(Bloomberg View) — Step right up, folks, to the Ted Cruz-John Kasich game. The aim is to push out the candidate who could win in November in favor of the one who can't.
Everything else has failed to stop Donald Trump, but the Republicans' strategy of putting their few remaining eggs in Sen. Cruz's basket and insulting Gov. Kasich back to the Ohio statehouse is delusional — as is their assertion that a vote for Kasich is a vote for Trump.
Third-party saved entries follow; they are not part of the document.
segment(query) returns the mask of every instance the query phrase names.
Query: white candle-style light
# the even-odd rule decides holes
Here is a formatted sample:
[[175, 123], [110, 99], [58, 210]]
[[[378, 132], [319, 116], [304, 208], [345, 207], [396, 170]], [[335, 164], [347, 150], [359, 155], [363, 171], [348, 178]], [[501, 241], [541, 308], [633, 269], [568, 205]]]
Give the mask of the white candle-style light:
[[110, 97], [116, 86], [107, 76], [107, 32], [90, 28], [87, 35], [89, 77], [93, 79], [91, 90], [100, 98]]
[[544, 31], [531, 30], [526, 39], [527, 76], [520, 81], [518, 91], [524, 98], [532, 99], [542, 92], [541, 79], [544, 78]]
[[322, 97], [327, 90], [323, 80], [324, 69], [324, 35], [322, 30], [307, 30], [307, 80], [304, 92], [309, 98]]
Let's take a look: It's hard to believe that any politician could be doing worse than Hillary Clinton, who had a net unfavorable rating of minus 13 in a March Wall Street Journal/NBC poll, but Cruz, at minus 18, manages it. Kasich has a net positive 19. Every poll shows Cruz losing to Clinton. As for the nomination, the proposition that Cruz alone could stop Trump is wrong to anyone who reads exit polls, studies current ones or looks at the map.
What's more, Cruz is the most universally disrespected politician in the Republican Party, which he wears as a badge of honor. And Cruz doesn't have Trump's positives, if you can say such a thing about celebrity, a fake everyman persona, disdain, shared by his followers, for policy, and a knack for memorable slogans.
Cruz is a careerist who took the outsider route when his persistent efforts to ingratiate himself with insiders failed. In endorsing him, Jeb Bush had much to say about Washington being broken, but he failed to mention that Cruz was largely responsible for breaking it, forcing senseless government shutdowns, spouting nonsense during his preening filibusters, and adding significantly to the bitter enmity on Capitol Hill — and that's on his side of the aisle. Trump's sobriquet of "Lyin' Ted" doesn't sound all that outlandish to many of those who tried to work with the Texas senator on Capitol Hill.
Cruz's conduct worked to make him famous but, until panic set in, no one thought it would work to make him the nominee, much less president. The trend so far when someone gets out is that many of those votes go to Trump. A recent Quinnipiac poll shows that were Kasich to drop out today, more than half of his vote would go to the front-runner.
Although Kasich is being hammered for continuing to exist, he has a good case for staying in: He governs Ohio, which no Republican has won the White House without, was re-elected there with record numbers, and has high approval ratings for turning the deficit into a surplus and bringing 400,000 jobs to the state. He's pro-life and a fiscal conservative. He over-hugs but has kept out of the mud pit. He wins in every matchup with Clinton, while Trump and Cruz lose by double digits.
Therefore, he has to go. National Review's Jeremy Carl writes: "It is long past time to throw Kasich's campaign into the ash heap of history." Sen. Lindsey Graham took a more reasonable approach, objecting that Kasich is an insider in an outsider year. Graham, who once quipped that "If you killed Ted Cruz in the Senate and the trial was in the Senate, nobody could convict you," recently endorsed him for the nomination.
On "The Daily Show" last week, he struggled to explain his sudden change of heart: "I don't dislike Ted. Ted and I have a lot of differences. He's my 15th choice. What can I say? He's not completely crazy."